This is an interesting one. My analysis is obviously incomplete at this moment, and I will not cover every single thing I saw (although the notch filter is definitely not configured properly), but it still might be helpful.
I will concentrate not on a crash, but on the first hiccup moment of the flight and on the following 25 seconds, because, as we will see later, something likely happened with the machine which complicates the further analysis. A video of the incident would have helped, but I would understand if there was none.
What I call the hiccup, started at timestamp 17:15, when the machine flying at horizontal speed of about 11 m/s was commanded to stop by moving the pitch stick from almost full forward to center in two seconds. The machine reacted by braking as expected, which changed desired pitch from about -7 degrees to about +9 degrees, and then, later, to +21 degrees. Around that moment, at 17:18, actual pitch started to run out of control, and things went haywire.
Note that here at this moment, the GPS altitude raised a little bit, from 10.8 to 11.1 meters, although this was not commanded: the throttle stick was centered at this time, and remained pretty much centered throughout the whole time segment I am talking about.

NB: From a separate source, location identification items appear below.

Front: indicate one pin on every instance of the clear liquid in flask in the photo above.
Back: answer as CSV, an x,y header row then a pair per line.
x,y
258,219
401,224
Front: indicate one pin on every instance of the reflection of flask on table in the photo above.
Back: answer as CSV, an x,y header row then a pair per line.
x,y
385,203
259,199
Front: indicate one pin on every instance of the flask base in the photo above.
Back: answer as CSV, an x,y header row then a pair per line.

What else changed is that CTUN.ThO, which indicates the relative average thrust commanded, went to straight zero just before the loss of control.

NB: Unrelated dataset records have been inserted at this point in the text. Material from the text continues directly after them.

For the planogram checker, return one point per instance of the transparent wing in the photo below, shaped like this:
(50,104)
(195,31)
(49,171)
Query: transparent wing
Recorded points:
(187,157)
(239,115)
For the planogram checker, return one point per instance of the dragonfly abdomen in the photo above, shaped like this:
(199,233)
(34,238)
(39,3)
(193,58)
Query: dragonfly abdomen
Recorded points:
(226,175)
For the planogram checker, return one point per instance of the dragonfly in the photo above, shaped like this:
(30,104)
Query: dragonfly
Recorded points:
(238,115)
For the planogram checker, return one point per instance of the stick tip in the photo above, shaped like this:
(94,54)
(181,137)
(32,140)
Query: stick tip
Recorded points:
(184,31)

What I suspect was happening on the physics side of things, is a combination of several factors, although I am not quite sure in which proportions:
- Lift from the propellers increased temporarily as the machine was slowing down. As you brake, you are pushing the machine onto the oncoming undisturbed air, which you have some speed against, propeller bottom first, which temporarily increases the apparent lift.
- Propeller inertia made it impossible to slow down some of the propellers as quickly as the current configuration required them to do, so Ardupilot was essentially thinking the props rotated slower than they actually did
- The value of
MOT_SPIN_MIN was set to a default, which may be appropriate for a machine flying at roughly half throttle, and not appropriate to a lightweight machine that was hovering at around 0.18. Ideally, this one is set such that on minimum expected battery charge the resulting rotation speed still follows the general throttle curve, but not much more than that.

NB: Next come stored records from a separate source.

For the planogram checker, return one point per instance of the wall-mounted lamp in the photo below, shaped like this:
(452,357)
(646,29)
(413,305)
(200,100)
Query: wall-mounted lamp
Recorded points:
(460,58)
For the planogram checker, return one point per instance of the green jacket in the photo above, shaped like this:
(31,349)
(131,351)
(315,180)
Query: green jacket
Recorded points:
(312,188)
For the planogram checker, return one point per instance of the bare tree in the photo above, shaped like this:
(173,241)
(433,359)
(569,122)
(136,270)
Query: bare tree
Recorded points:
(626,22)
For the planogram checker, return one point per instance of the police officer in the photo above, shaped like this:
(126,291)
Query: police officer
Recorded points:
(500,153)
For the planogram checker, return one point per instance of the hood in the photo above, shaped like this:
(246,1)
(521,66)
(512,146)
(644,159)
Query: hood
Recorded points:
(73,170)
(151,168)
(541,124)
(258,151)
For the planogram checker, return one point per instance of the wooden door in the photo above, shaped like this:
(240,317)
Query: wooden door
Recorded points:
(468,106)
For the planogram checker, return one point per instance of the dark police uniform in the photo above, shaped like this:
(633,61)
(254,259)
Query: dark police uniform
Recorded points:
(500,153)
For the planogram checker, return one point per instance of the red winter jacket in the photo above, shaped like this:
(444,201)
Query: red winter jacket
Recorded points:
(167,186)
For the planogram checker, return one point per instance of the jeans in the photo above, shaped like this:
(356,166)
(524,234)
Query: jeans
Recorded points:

With CTUN.ThO at zero, motors started to hit MOT_SPIN_MIN, and with the configured throttle mixing, the machine started to give up its authority on axes to preserve zero throttle - otherwise, it thought, it would have run away. This is why the 17:15-17:18 section of RCOU looks the way it looks.
The RCOU trends from 17:18 onwards look as follows: motor 4 at max, motor 3 at min (both hitting their saturation limits very often), motors 1 and 6 above average, motors 2 and 5 below average. The average itself around 17:30 is much higher than hover throttle, but this can be explained by the fact that the machine tried to gain the altitude lost in the previous culprits. By looking at the wiring diagram, the aft right corner received very high thrust, and the opposite was the opposite. This, for me, does not indicate a motor or prop failure, which would result in one motor inconsistent with others and/or thrust loss warning at detection of such an imbalance.
What I suspect to be the immediate cause of the crash was that something moved in the frame towards aft right during the first incident of attitude control loss and recovery. It was something heavy, so for a nearly-empty craft my main suspect is the battery. The subsequent attitude control losses likely moved that in other random directions, and the machine could not cope with that - especially given the necessary throttle reduction needed to land.
The cause for attitude control losses, in turn, is, in my opinion, a combination of configuration issues and the machine being a bit overpowered for how it flies. One of the most obvious issues from my point of view is MOT_SPIN_MIN not configured to match the actual machine, but I also suspect that Loiter braking is probably configured too aggressively for the degree of control available.